Especially Cornell’s push. Because despite all of the Big Red’s struggles, they were only down by a single score when Jones elected to pull goaltender Alexis Cournoyer with 1:34 remaining, and they didn’t go down without a fight.

But Princeton blocked shots. Lots of them, two in the final minutes, seven in the third period and 11 in the game in all.

“They had urgency. We lacked it,” Jones said. “I told the guys (that) I thought we lacked it last Friday. I don’t know if tonight was nerves or what, but I’ll take ownership for that. We didn’t look ready to play. We chased the game a little bit.”

Last Friday’s result was a 3-1 loss to archrival Harvard in the first game of the ECAC quarterfinals.
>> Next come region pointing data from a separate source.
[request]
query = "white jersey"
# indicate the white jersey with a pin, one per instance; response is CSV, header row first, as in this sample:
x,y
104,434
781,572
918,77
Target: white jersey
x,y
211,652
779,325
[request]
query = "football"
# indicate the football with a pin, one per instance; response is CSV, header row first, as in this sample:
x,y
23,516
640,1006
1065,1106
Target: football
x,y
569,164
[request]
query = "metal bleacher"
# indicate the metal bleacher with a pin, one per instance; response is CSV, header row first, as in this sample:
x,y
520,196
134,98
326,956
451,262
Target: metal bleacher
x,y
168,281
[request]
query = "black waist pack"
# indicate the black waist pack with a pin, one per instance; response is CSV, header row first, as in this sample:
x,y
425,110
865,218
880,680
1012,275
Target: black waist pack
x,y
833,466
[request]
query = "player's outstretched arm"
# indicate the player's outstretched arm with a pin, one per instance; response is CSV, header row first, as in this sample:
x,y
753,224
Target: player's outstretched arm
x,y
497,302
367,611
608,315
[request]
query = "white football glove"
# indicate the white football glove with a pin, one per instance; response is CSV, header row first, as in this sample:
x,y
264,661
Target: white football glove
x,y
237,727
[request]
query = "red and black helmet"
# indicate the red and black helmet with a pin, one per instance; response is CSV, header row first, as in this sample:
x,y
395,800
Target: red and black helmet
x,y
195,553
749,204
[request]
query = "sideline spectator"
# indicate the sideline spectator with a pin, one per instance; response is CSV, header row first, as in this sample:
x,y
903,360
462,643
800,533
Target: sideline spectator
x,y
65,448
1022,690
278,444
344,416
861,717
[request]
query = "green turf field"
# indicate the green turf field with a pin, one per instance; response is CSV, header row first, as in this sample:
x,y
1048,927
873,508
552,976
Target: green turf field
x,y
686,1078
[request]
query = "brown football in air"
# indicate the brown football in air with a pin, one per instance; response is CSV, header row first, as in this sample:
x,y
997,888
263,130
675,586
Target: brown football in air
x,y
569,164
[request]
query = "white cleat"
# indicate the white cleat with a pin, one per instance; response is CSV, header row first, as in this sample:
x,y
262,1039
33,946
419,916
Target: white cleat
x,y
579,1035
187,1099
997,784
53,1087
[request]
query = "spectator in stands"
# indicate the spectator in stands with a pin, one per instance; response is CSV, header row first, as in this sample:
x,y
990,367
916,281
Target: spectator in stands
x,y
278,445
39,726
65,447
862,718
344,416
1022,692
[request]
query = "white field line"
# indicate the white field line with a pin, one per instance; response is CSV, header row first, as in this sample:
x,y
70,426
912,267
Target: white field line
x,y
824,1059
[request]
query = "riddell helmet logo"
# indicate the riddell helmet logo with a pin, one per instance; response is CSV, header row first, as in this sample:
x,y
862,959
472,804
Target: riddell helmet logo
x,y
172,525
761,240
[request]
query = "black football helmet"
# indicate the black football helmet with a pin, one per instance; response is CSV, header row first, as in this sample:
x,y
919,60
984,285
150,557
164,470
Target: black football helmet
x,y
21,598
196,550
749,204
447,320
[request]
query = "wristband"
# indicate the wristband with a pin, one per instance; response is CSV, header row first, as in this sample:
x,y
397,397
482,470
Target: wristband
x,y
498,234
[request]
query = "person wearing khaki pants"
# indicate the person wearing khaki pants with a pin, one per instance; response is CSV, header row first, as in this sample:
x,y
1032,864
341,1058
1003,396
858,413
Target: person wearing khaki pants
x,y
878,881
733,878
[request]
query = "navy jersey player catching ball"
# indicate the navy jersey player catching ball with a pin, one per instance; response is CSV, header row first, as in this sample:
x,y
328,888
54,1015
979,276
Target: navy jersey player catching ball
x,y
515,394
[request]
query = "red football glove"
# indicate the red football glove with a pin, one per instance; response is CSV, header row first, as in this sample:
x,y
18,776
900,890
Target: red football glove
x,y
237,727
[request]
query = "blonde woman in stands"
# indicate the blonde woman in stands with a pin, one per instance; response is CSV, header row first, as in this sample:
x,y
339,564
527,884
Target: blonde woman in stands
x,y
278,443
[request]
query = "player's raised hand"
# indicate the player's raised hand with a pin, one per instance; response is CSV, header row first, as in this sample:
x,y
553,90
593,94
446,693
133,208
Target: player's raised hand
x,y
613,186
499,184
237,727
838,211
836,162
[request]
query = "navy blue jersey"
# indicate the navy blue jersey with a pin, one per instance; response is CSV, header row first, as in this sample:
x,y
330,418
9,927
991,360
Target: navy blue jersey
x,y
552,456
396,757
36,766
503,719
Cornell survived that scare and compiled a pair of wins to punch its ticket to Lake Placid, but it is now the second time in a week that Cornell has looked, frankly, rattled.

The game was no fluke on Princeton’s part — the Tigers are a well-oiled machine, anchored by veteran leadership and a Coach of the Year finalist in Ben Syer. Syer, of course, spent over a decade in Ithaca as an associate coach under Mike Schafer. Syer knows how to win, he knows how to prepare and he certainly knows Cornell hockey.

“Cornell is a tremendous team,” Syer said. “They’re deep, they’re good, there’s a reason why they’re going to the Tournament. And I just thought our guys were really resilient here tonight in battle from start to finish. And it wasn’t always pretty, but a lot of key blocked shots and guys playing for each other at the end.”

Things just didn’t seem to be working in Cornell’s favor, even in metrics they typically dominate. Cornell had a slight 32-31 edge in faceoff wins, but that only came to be after a third period in which it won 14 of 21. The Big Red struggled to get pucks on net, mustering 23 in comparison to Princeton’s 24. According to Walsh postgame, the team’s shot goal was 35.

“We got nowhere close to it,” he lamented.

For Cornell, its season is not over. The Big Red had an NCAA Tournament bid locked up heading into the weekend, though they will now agonize over where the Committee might put them as a No. 3 seed.

There is much to contemplate, particularly how the group can rally back to the identity that has brought it so much success.

“We have another life, so we’re fortunate,” Jones said. “But we’ll have to find that urgency and the way we need to play [in order] to play Cornell hockey.”